Canada’s No. 2 REIT Says No to US Expansion; CEO Sees More Failing American Retailers
RioCan Signals to Global Investors His Bet for the Best Canadian Markets
BY GARRY MARR (via CoStar Group)
RioCan is developing the Litho in Toronto as the company expands into apartments. Image: RioCan.
The United States, a global economic powerhouse, holds no appeal at the moment for Canada’s second-largest real estate investment trust. Blame U.S. department stores.
Canada’s No. 2 REIT by stock market value has no plans to reenter its close trading partner, with Ed Sonshine, the chief executive of RioCan, telling shareholders at the REIT’s annual general meeting that investment will be heavily focused on Toronto in the future.
“We made a lot of money down there in our five or six years,” he said in response to a question about further investments south of the border, where RioCan sold a portfolio of 49 retail properties located in the northeastern United States and Texas for about $2.6 billion to Blackstone Real Estate Partners VIII in 2016. RioCan made about $1 billion on its U.S. investment over that time, much of it based on currency gains.
“It’s behind us, and we are completely not in the United States and have no plans to go back. That retail market, as we suspected at the time when we made the decision to exit, has been really difficult. I see no reason to go back. The market is already tough, and they haven’t dealt with Sears yet. They have many more department stores” that could go bankrupt.
RioCan has a history of willingness to walk away from the U.S. market. It first attempted a foray into the United States with a proposed billion-dollar joint venture deal with Michigan-based Ramco-Gershenson Properties Trust in 2006, but ended up dropping the transaction before it closed.
He also signaled to real estate investors around the world what his firm’s research says are Canada’s best property markets for his company.
The 72-year-old Sonshine, who has agreed to stay on as chief executive until his retirement on March 31, 2021, subject to a potential one-year extension, said the REIT is getting closer to its goal of being primarily focused on Canada’s six largest cities: Vancouver, Edmonton, Toronto, Calgary, Ottawa and Montreal, also referred to as VETCOM.
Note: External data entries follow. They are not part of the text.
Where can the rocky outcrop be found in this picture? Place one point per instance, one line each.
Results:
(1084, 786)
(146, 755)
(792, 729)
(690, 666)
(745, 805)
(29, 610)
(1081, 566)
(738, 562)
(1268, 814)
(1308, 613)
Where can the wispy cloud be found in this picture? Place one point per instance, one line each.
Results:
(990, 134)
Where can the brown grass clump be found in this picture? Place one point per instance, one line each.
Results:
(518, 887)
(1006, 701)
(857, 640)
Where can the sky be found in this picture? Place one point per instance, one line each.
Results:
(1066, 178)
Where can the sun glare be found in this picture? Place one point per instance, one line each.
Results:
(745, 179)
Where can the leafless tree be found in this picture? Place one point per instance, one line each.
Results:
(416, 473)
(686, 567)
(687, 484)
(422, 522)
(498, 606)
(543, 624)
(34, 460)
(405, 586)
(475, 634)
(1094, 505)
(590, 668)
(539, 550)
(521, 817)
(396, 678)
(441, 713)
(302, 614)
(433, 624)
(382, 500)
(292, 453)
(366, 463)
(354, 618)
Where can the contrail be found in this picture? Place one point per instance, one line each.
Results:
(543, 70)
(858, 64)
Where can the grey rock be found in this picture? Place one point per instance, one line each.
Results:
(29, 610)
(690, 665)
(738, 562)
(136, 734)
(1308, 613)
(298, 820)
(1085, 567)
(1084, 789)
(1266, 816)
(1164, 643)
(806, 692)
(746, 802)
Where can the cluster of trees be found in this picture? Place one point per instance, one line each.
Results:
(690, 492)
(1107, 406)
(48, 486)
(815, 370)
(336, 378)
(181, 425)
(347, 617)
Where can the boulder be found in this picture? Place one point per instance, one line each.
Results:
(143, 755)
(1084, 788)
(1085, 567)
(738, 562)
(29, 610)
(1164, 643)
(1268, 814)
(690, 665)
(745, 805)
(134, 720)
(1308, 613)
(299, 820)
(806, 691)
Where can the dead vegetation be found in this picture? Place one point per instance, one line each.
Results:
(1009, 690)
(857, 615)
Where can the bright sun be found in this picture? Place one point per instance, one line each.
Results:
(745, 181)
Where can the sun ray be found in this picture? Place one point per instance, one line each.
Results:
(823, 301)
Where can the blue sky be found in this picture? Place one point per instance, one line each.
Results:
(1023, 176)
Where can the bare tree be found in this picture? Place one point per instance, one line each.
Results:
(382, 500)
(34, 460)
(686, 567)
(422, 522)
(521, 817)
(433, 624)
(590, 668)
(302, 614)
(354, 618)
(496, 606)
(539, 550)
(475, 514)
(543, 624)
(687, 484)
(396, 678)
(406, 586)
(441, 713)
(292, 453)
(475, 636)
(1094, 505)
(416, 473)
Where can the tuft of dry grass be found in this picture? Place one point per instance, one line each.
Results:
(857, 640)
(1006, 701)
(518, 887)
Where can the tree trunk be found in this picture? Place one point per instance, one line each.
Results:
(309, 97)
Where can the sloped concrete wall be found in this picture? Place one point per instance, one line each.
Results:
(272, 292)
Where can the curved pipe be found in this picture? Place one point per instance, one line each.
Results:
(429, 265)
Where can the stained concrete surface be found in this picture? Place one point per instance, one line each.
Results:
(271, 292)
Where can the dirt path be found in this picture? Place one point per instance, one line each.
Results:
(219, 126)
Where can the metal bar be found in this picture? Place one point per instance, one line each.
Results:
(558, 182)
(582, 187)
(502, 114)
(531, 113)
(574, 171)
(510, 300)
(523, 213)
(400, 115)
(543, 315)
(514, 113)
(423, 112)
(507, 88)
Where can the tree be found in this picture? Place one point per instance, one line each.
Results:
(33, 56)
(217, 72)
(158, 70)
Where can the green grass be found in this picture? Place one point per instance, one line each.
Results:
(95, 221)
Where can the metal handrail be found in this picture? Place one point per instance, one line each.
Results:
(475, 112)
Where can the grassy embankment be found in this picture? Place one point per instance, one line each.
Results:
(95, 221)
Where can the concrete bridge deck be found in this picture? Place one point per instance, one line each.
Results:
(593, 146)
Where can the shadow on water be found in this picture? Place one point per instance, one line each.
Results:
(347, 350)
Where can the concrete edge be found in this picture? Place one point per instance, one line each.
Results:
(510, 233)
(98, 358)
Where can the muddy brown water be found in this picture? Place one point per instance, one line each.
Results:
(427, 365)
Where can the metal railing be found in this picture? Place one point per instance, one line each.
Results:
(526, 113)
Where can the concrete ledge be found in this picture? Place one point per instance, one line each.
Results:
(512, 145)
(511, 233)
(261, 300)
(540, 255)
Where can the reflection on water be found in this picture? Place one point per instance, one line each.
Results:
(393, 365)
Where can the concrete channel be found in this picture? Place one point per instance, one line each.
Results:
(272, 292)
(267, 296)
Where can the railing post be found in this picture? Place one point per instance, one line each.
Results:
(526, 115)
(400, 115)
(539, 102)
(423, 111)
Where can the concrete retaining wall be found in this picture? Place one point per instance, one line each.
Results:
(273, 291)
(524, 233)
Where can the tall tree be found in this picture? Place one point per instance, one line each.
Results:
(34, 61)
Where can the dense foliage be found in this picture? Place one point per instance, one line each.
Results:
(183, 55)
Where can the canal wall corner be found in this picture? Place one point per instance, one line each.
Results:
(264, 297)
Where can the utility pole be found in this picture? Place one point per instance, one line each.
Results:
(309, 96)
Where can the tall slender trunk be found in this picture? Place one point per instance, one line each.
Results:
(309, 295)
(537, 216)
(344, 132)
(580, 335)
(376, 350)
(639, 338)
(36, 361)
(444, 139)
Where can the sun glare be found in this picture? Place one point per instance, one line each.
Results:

It announced almost two years ago a $2 billion disposition program in secondary markets and has reached about 75% of that target, though the REIT told shareholders the process is slowing a bit.
Still, the REIT’s net operating income from the big six – or VETCOM – cities has jumped to 87.5% in the first quarter of 2019, up from 75% three years ago. The greater Toronto area now accounts for almost 48% of NOI, up from 41% three years ago.
Sonshine, in an interview with CoStar News, said the REIT is actively looking at ways to diversify its retail holdings. “We’ve looked at hotels, we’ve looked at senior citizens [homes] who like to be next to malls. We are looking at medical uses and other specialized uses,” said Sonshine, who told shareholders his REIT expects to build an apartment rental portfolio of up to 10,000 units.
But, he added, “retail is not going away.”
Instead, RioCan has focused on development sites that were once intended for retail use that are now being repurposed.
One example is the 100 acres the REIT bought just east of Toronto in Oshawa, Ontario, for a 1 million-square-foot power centre, before the recession and continued layoffs started happening at the General Motors plant in the area.
“For the last 10 years, it’s been killing me,” said Sonshine, about the site which has since been converted to profitable housing developments that RioCan has partnered on.